During its peak in medieval times, the city was home to some of the most celebrated scholars, architects, philosophers, poets, and scientists of the Islamic world, including Ibn Sina (Avicenna), one of the fathers of modern medicine. Razed by Genghis Khan in the 13th century, later rebuilt, Bukhara eventually declined into a weak, isolated, and despotic city-state at the arid margins of the Russian, Persian, and British empires. Yet today Bukhara’s Old City still preserves dozens of mosques, caravanserais, and madrassas from its golden age—all masterpieces of Central Asian architecture recognized by UNESCO World Heritage Site status.

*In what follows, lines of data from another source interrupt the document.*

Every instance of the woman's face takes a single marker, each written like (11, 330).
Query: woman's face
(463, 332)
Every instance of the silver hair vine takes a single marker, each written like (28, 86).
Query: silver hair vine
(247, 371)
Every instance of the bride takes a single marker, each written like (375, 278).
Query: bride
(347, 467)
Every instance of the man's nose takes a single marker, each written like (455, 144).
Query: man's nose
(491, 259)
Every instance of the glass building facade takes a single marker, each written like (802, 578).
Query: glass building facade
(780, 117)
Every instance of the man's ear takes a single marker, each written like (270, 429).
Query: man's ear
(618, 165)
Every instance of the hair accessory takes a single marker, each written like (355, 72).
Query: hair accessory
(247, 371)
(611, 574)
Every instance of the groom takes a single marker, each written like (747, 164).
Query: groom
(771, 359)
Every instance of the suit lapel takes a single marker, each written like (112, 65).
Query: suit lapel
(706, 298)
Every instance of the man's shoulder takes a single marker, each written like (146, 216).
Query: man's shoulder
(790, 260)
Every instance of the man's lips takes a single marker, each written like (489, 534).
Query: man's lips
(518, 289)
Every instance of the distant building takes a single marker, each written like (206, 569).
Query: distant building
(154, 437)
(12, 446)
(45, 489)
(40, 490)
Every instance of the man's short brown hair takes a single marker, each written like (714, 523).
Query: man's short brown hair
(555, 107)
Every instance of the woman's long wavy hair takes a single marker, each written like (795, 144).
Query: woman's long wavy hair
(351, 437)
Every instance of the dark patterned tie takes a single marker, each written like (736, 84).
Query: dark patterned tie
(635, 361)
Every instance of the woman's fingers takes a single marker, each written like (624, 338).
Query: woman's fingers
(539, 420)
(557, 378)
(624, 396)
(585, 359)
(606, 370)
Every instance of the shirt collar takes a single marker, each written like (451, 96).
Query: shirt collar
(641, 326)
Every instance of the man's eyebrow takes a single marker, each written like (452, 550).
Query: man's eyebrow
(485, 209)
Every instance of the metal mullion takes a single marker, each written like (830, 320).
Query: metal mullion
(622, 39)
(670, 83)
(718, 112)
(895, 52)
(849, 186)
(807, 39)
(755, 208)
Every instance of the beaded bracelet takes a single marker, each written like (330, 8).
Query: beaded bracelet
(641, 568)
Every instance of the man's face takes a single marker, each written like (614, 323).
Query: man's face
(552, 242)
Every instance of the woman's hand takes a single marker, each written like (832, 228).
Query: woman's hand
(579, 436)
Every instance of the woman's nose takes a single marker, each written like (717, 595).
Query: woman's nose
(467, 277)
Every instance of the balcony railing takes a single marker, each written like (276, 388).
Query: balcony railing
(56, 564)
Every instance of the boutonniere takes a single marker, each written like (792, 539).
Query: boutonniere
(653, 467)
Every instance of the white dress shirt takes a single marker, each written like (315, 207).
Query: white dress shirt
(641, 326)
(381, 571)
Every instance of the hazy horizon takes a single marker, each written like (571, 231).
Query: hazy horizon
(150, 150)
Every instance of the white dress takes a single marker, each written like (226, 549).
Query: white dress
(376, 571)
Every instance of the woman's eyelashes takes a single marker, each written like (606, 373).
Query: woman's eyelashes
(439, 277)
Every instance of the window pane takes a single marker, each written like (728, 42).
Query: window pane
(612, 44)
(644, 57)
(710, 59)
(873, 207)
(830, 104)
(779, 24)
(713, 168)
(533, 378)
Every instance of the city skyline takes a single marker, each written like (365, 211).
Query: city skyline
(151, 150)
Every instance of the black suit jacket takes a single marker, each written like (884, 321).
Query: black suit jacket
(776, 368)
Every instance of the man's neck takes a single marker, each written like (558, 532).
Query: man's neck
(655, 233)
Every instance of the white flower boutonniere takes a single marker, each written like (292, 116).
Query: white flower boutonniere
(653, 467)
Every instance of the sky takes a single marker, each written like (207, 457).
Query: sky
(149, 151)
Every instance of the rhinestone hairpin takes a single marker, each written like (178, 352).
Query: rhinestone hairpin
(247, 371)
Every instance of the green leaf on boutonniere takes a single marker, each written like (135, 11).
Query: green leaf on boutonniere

In 1918 the National Geographic writer and photographer Maynard Owen Williams passed through Bukhara and recorded several rare scenes from the city’s final days of political autonomy. Within two years Bukhara would be conquered by Russian Bolshevik troops, and its last Muslim Emir would flee to permanent exile in Afghanistan. Williams, like many journalists of his time, framed his views of Bukhara to emphasize the “exotic” or “antique” patina of Central Asian life. (The title of his magazine article: “Russia’s Orphan Races: Picturesque Peoples Who Cluster on the Southeastern Borderland of the Vast Slav Dominions.”) He also played into its romance as a once forbidden destination: For generations, the remote khanates of Central Asia banned non-Muslims from crossing their borders on pain of enslavement or worse. But Uzbek archaeologist Karim Rustamov notes that, by the time of Williams’s visit, global forces already were fundamentally reshaping the medieval societies of the region: Bukhara had acquired telephones, several Western-style buildings, a post office, and industrial goods were flooding its markets.
“Its days as a ‘closed city’ were long over,” Rustamov says.
About 60 years after Williams wandered through, another National Geographic photographer, Dean Conger, visited Bukhara, at that time a provincial town in the Soviet Socialist Republic of Uzbekistan. In unpublished 1970s photos from the magazine’s archives, Conger reveals Soviet archaeologists digging huge holes in the center of the Old City in an effort to push back its founding date.
As the paired photos attest, the world has changed dramatically since Bukhara flourished a millennium ago as a hub of camel-borne trade between Europe and Asia. But while the Silk Road traversing the steppes of Uzbekistan may have given way to a Digital Road that directly accesses our minds, the role of the city as a connector of humanity—nowadays through cultural tourism—endures.